During an anti-Charlie Hebdo demonstration on 17 January and during an opposition march the next day, the police stormed the headquarters of four news organizations and physically attacked at least eight journalists.
This statement was originally published on rsf.org on 20 January 2015.
Reporters Without Borders deplores the fact that privately-owned media were attacked by police during demonstrations in Niamey on 17 and 18 January although President Mahamadou Issoufou has assured the international community he is committed to media freedom.
During an anti-Charlie Hebdo demonstration on 17 January and during an opposition march the next day, the police stormed the headquarters of four news organizations and physically attacked at least eight journalists. “These attacks on media are extremely worrying,” said Cléa Kahn-Sriber, the head of the Reporters Without Borders Africa desk. “It is vital that the media should be able to work freely, especially when protests are taking place.
“On 11 January, President Issoufou took part in a march in Paris to condemn violence against journalists and yet, less than a week later, the police are attacking news media in Niger – preventing the production and free flow of information – without being taken to task. We urge him to send a clear message to his government that such behaviour must not go unpunished.”
Boubacar Diallo, the former head of the Press Club, told Reporters Without Borders: “Journalists are only too often harassed by the police in Niger, although the police have a duty to protect them in all places where they are doing their reporting.”
According to a communiqué issued yesterday by several organizations that represent media professionals, the police stormed into pro-opposition Radio Télévision Ténéré during the protest against Charlie Hebdo’s cartoons on 17 January and forced it to stop broadcasting.
Claiming they had an order “from above,” they blocked access to the building and physically attacked the station’s personnel. The same day, police fired teargas at the headquarters of the Dounia media group, although it is owned in majority by a close ally to the president.
During the demonstration organized the next day by the political opposition, police used batons and teargas to attacks journalists with five privately-owned TV stations – Canal 3 Niger, Liptako, Africable, Niger 24 and Saraounia – and with Radio RM, Niger’s first-ever privately-owned radio station.
The headquarters of Bonférey, a media group critical of the government, received a visit from ten policemen, who beat a producer and a reporter and arrested them, only to release them later without giving any explanation for their arrest.

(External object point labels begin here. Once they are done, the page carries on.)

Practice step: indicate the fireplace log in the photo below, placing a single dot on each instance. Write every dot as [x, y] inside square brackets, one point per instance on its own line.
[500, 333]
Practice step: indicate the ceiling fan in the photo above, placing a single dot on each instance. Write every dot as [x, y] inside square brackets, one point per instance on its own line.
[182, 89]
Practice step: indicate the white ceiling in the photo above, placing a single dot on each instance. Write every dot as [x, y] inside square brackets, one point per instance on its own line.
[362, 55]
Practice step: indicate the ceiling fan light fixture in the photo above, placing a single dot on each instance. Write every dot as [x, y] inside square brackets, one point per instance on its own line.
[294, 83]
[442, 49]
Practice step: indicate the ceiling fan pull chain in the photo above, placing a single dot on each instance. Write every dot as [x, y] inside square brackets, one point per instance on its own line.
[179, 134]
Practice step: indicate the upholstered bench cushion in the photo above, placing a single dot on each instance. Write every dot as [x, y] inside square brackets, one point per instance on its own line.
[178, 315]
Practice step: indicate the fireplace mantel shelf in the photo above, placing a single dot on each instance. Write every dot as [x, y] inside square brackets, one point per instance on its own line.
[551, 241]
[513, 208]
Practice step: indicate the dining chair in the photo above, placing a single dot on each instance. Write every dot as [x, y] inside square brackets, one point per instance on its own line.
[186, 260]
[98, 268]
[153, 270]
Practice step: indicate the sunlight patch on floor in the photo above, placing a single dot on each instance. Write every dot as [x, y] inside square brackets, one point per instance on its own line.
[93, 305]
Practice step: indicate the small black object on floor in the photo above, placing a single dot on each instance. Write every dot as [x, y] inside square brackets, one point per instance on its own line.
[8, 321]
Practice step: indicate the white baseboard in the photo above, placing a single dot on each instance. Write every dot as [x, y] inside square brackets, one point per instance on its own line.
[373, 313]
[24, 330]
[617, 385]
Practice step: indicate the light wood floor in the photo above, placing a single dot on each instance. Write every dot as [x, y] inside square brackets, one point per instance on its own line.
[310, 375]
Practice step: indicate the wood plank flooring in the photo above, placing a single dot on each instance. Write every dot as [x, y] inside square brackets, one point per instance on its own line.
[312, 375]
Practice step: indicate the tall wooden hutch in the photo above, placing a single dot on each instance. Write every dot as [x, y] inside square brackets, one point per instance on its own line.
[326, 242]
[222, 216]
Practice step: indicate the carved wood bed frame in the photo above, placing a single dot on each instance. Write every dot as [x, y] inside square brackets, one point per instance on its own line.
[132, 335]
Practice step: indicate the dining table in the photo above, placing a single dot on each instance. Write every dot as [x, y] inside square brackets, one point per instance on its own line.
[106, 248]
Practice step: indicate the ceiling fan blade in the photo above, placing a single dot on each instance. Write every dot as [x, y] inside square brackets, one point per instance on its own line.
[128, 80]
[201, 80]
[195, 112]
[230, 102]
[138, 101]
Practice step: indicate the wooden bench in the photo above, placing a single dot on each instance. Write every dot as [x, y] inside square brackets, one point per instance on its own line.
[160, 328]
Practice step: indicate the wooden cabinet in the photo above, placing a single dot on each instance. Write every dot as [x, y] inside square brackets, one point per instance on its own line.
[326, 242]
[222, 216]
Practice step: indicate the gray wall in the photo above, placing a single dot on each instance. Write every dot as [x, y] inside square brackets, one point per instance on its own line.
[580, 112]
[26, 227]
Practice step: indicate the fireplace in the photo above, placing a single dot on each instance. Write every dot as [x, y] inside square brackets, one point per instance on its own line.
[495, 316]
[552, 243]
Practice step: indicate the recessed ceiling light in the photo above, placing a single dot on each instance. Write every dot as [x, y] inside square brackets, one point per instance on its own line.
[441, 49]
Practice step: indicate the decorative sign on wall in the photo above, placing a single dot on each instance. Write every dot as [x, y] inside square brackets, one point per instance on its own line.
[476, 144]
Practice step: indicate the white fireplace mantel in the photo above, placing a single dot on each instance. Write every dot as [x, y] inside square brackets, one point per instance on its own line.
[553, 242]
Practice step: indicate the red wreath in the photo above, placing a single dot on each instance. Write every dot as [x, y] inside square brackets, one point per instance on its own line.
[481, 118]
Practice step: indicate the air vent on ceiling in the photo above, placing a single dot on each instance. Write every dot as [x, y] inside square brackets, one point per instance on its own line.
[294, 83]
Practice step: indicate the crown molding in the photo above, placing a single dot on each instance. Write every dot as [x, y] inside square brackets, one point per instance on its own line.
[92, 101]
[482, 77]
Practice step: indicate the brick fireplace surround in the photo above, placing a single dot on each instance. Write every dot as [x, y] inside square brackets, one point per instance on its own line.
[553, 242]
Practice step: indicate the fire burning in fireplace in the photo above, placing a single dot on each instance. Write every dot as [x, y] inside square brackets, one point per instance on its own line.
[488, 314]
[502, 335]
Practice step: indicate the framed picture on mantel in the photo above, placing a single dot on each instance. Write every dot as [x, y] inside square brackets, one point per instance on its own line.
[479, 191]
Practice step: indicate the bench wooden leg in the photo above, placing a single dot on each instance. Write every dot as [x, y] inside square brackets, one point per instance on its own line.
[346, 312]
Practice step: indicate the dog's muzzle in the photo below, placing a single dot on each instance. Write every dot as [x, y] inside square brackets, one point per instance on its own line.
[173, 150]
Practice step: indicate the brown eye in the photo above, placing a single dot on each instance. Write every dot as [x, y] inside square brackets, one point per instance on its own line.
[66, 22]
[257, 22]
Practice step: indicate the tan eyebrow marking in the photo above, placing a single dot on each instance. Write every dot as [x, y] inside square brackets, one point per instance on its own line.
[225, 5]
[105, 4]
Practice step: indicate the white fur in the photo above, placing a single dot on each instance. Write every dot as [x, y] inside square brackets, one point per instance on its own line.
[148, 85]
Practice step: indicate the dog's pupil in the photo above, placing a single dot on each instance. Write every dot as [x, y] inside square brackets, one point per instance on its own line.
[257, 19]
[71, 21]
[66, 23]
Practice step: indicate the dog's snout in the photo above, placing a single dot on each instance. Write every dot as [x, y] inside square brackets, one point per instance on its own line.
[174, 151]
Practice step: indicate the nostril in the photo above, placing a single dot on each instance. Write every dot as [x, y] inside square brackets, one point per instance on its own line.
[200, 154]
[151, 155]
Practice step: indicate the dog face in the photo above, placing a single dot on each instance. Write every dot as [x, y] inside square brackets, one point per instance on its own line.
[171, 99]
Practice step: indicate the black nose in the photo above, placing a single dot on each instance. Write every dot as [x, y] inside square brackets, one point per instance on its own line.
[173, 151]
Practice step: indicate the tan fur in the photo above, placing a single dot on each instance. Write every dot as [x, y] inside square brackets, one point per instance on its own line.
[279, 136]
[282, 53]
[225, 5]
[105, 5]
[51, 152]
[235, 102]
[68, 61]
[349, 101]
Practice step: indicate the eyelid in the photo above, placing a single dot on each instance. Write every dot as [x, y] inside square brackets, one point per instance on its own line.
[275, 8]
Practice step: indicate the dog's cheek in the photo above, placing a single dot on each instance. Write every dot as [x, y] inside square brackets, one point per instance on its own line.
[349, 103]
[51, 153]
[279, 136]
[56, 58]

In response to all this violence, the High Council for Communication issue a timid statement reminding the police of their duty to protect journalists but failing to condemn their reprehensible behaviour.
Local observers describe the current situation of freedom of information in Niger as critical. As well as the violence and arrests of the past few years under President Issoufou, the government is in the process of extending its financial grip over media companies with disastrous consequences.
The president’s office is funding the production of a score of newspapers and is giving monthly contracts to five TV stations so that they broadcast PR content for the government.
“The authorities are confusing public relations with bribery,” Diallo said. This funding tends to “bring the media to heel.” It can be seen in their news programmes, which now take a different editorial line, and in the changes in their other programmes, which now focus on official government events.
Niger is ranked 48th out of 180 countries in the 2014 Reporters Without Borders press freedom index.